Controlling potato volunteers in sugar beet will deliver long-term benefits across the whole rotation as well as immediate foliage kill and tuber production suppression.
Sugar beet is highly susceptible to competition, particularly from aggressive and strongly growing potato volunteers. Heavy yield reductions are common. But daughter tubers from surviving treated tubers will pose problems in later rotations. They can reduce yield and quality in future potatoes. They are also a source of contamination by pests and diseases including potato cyst eelworm, late blight, powdery scab, silver and black scurf and black leg.

“Percentage control of volunteer potato foliage and tuber production suppression is only part of the story when it comes to assessing the best herbicide for the job,” says Martin Lainsbury, a principal crop researcher for The Arable Group, based at Morley, Norfolk.
“Trials in 2004 with a range of herbicide combinations showed conclusively that the addition of DowShield (clopyralid) to Betanal Flow (phenmedipham) and Nortron Flo (ethofumesate) gave the highest reduction of daughter tubers and the best foliage knock back, as well as recording the highest yield gain.
Mr Lainsbury then took any daughter tubers left from all the treatments and grew them on to assess their vigour.
The results were conclusive.

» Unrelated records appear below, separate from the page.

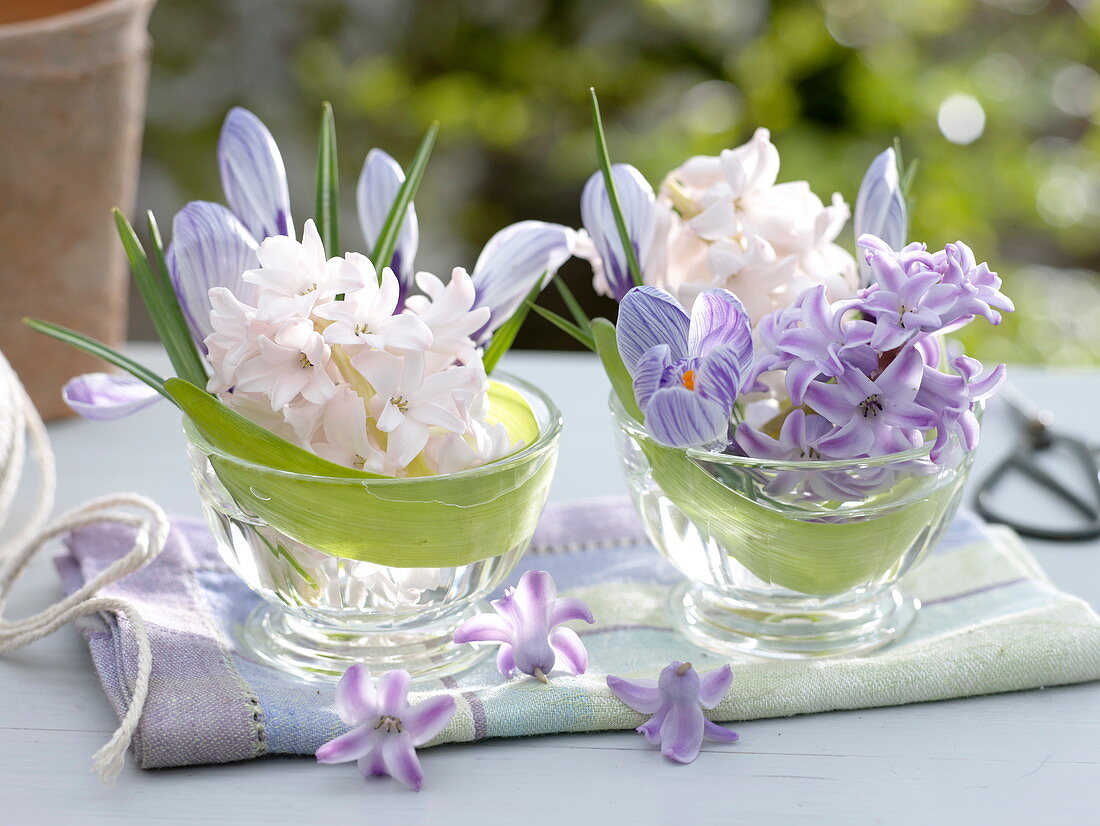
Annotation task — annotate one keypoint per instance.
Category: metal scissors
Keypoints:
(1038, 437)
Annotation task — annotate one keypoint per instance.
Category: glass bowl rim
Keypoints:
(628, 425)
(548, 436)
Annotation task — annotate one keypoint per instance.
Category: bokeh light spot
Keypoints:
(961, 119)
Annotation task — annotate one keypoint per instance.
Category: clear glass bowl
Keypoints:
(327, 608)
(790, 559)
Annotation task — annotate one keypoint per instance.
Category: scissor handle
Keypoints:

None of the tubers collected from treatments that contained DowShield grew at all. By comparison tubers from alternative treatments without DowShield grew away to form large potatoes with new daughter tubers. The trial was conducted with the vigorous maincrop variety Nadine.
“A total of 1.0 l/ha of DowShield provides a good kill of volunteer potatoes as well as reducing yield and viability of daughter tubers. As potato emergence can be protracted, we recommend at least two applications 10-14 days apart for best results. First applications should be made when the most forward tubers have 10 cm of leaf growth,” advises Mr Lainsbury.